Nobel laureate Malala Yousafzai listens to a speech at an event marking the deadly 2014 Taliban attack on a school in Peshawar, Pakistan. (Phil Noble/Reuters)
Nobel Peace Prize winner Malala Yousafzai, who survived a Taliban shooting in 2012, called Donald Trump’s anti-Muslim views “tragic” and discriminatory, becoming the latest in a stream of luminaries, celebrities and politicians to condemn the Republican presidential front-runner’s comments on Muslims.
“Well, that’s really tragic that you hear these comments which are full of hatred, full of this ideology of being discriminative towards others,” Yousafzai, the youngest Nobel peace laureate, told AFP in response to Trump’s comments.
Yousafzai, who is Muslim, was shot by the Taliban for advocating for girls’ right to an education. She offered her comments on Trump at a ceremony in England held in memory of the 134 schoolchildren killed in a Taliban attack last year.
Her father also weighed in, calling it “very unfair, very unjust” to penalize the world’s 1.6 billion Muslims for the acts of a few.
Trump’s call last week for a blanket ban on Muslims entering the United States brought condemnations not only of that proposal, which critics say runs counter to the nation’s founding ideals, but also a sense that he is contributing to a rise in Islamophobia and anti-Muslim violence.
On Monday, New York Gov. Andrew Cuomo (D) said Trump “could be a recruitment poster for ISIL,” suggesting that such anti-Muslim comments play into the hands of Islamist fundamentalists waging a war on the West. ISIL is an acronym for the Islamic State militant group, which controls significant territory in Iraq and Syria.
Even some Republican politicians felt the need to distance their party from Trump.
Republicans on Capitol Hill — led by House Speaker Paul D. Ryan (Wis.) and Senate Majority Leader Mitch McConnell (Ky.) — denounced the proposal.
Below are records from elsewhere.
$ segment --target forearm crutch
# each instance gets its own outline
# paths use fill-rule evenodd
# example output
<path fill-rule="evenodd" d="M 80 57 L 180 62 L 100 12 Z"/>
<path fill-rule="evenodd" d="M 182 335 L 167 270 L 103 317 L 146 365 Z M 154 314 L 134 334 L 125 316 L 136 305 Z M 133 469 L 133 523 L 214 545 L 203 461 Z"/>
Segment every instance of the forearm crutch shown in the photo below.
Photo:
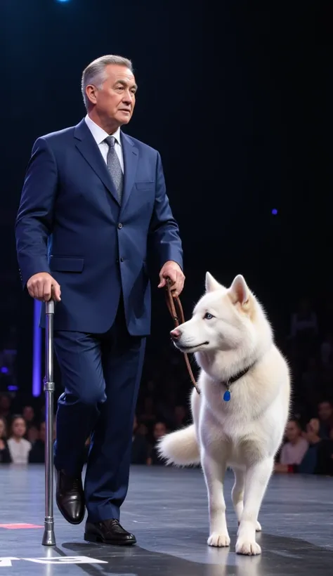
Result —
<path fill-rule="evenodd" d="M 53 520 L 53 318 L 54 301 L 46 303 L 45 333 L 45 523 L 43 546 L 55 546 Z"/>

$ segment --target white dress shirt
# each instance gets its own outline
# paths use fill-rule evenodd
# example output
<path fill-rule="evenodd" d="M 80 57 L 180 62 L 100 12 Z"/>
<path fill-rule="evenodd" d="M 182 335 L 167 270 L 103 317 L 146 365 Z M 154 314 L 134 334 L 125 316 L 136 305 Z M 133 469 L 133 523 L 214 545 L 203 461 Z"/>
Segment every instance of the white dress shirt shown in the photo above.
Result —
<path fill-rule="evenodd" d="M 115 136 L 116 141 L 115 143 L 115 148 L 117 152 L 117 155 L 119 159 L 120 166 L 122 166 L 122 170 L 124 174 L 124 159 L 122 155 L 122 141 L 120 139 L 120 128 L 118 128 L 116 131 L 113 134 L 108 134 L 107 132 L 105 132 L 103 128 L 100 128 L 100 126 L 96 124 L 93 120 L 91 119 L 90 116 L 87 114 L 85 117 L 86 124 L 89 129 L 90 131 L 91 132 L 93 138 L 95 138 L 96 143 L 100 149 L 100 154 L 102 155 L 103 157 L 104 158 L 105 162 L 107 162 L 107 152 L 109 151 L 109 147 L 106 142 L 104 142 L 105 139 L 107 136 Z"/>

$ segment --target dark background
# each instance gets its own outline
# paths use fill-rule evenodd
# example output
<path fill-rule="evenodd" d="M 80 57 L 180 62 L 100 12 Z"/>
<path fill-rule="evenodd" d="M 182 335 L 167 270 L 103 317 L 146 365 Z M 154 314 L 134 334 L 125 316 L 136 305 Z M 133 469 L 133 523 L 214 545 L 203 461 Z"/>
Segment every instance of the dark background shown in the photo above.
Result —
<path fill-rule="evenodd" d="M 139 90 L 124 131 L 161 152 L 186 315 L 206 270 L 223 284 L 242 273 L 278 339 L 301 297 L 329 303 L 332 23 L 332 3 L 319 0 L 0 0 L 0 339 L 16 323 L 22 391 L 32 303 L 13 225 L 25 171 L 38 136 L 84 115 L 81 72 L 103 54 L 133 63 Z M 154 291 L 152 347 L 171 327 L 163 298 Z"/>

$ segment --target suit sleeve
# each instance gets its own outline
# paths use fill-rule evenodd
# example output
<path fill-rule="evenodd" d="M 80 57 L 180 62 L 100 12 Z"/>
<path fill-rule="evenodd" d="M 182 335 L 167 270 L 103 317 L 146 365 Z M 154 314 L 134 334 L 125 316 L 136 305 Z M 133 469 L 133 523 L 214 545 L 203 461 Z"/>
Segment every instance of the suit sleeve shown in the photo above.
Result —
<path fill-rule="evenodd" d="M 183 268 L 183 248 L 179 228 L 174 219 L 166 195 L 161 157 L 157 152 L 156 193 L 154 211 L 150 226 L 150 241 L 159 266 L 173 260 Z"/>
<path fill-rule="evenodd" d="M 44 138 L 34 144 L 15 221 L 16 252 L 23 287 L 39 272 L 48 272 L 48 238 L 58 187 L 54 155 Z"/>

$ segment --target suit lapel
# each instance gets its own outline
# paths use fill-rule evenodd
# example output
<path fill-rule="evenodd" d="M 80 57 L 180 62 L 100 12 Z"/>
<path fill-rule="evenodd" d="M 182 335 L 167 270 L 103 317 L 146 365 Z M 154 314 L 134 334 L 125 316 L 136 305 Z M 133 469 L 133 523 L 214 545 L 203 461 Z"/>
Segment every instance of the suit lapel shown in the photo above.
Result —
<path fill-rule="evenodd" d="M 118 195 L 117 194 L 117 191 L 113 185 L 113 183 L 109 174 L 106 164 L 104 162 L 104 159 L 100 154 L 98 146 L 84 119 L 81 120 L 81 122 L 75 126 L 74 138 L 76 140 L 75 145 L 77 148 L 85 158 L 86 162 L 90 164 L 98 178 L 100 178 L 104 185 L 111 193 L 116 202 L 119 204 L 119 201 Z"/>
<path fill-rule="evenodd" d="M 138 150 L 126 134 L 121 132 L 122 148 L 124 157 L 124 190 L 122 211 L 129 202 L 134 184 L 138 160 Z"/>

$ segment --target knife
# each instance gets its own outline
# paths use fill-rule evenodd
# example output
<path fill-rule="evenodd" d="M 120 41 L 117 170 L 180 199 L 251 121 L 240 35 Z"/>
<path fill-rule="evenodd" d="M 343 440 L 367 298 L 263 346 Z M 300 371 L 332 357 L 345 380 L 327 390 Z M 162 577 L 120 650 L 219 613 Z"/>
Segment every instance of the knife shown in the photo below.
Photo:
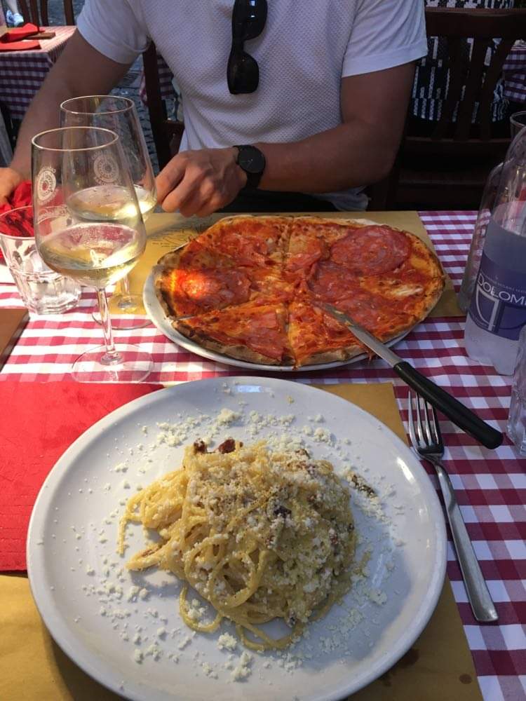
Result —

Ryan said the ban “is not what this party stands for.” Sen. Jeff Flake (Ariz.) on Friday attended afternoon prayers at an Islamic center in Scottsdale, where he lamented “the rhetoric” of the past week, “mostly from the presidential campaign.”
Just two days after Trump called for the ban, Muhammad Ali, perhaps the nation’s most prominent Muslim athlete, condemned his views.
“We as Muslims have to stand up to those who use Islam to advance their own personal agenda,” Ali said in a statement. “They have alienated many from learning about Islam. True Muslims know or should know that it goes against our religion to try and force Islam on anybody.”
Although he didn’t refer to Trump by name, Ali’s statement was titled “Presidential Candidates Proposing to Ban Muslim Immigration to the United States.”
Writing in Time magazine, basketball star Kareem Abdul-Jabbar compared Trump to a schoolyard bully, a Bond super-villain and a lynch mob agitator.
When asked about Trump’s comments, Rep. André Carson (D-Ind.), one of two Muslims in Congress, compared him to famous showman P.T. Barnum and suggested that anti-Muslim rhetoric has created a “toxic environment that may be putting American Muslims in harm’s way.”
“What concerns me is you have the demagoguery taking place from people seeking to become president of the United States,” he told CNN’s Jake Tapper last week. “You have other politicians who are joining the bandwagon and who are fanning the flames of bigotry. That concerns me because we’re putting people — i.e. Muslims, Sikhs, Hindus and others — into the line of fire, exposing them to death threats, discrimination at the workplace and assaults.”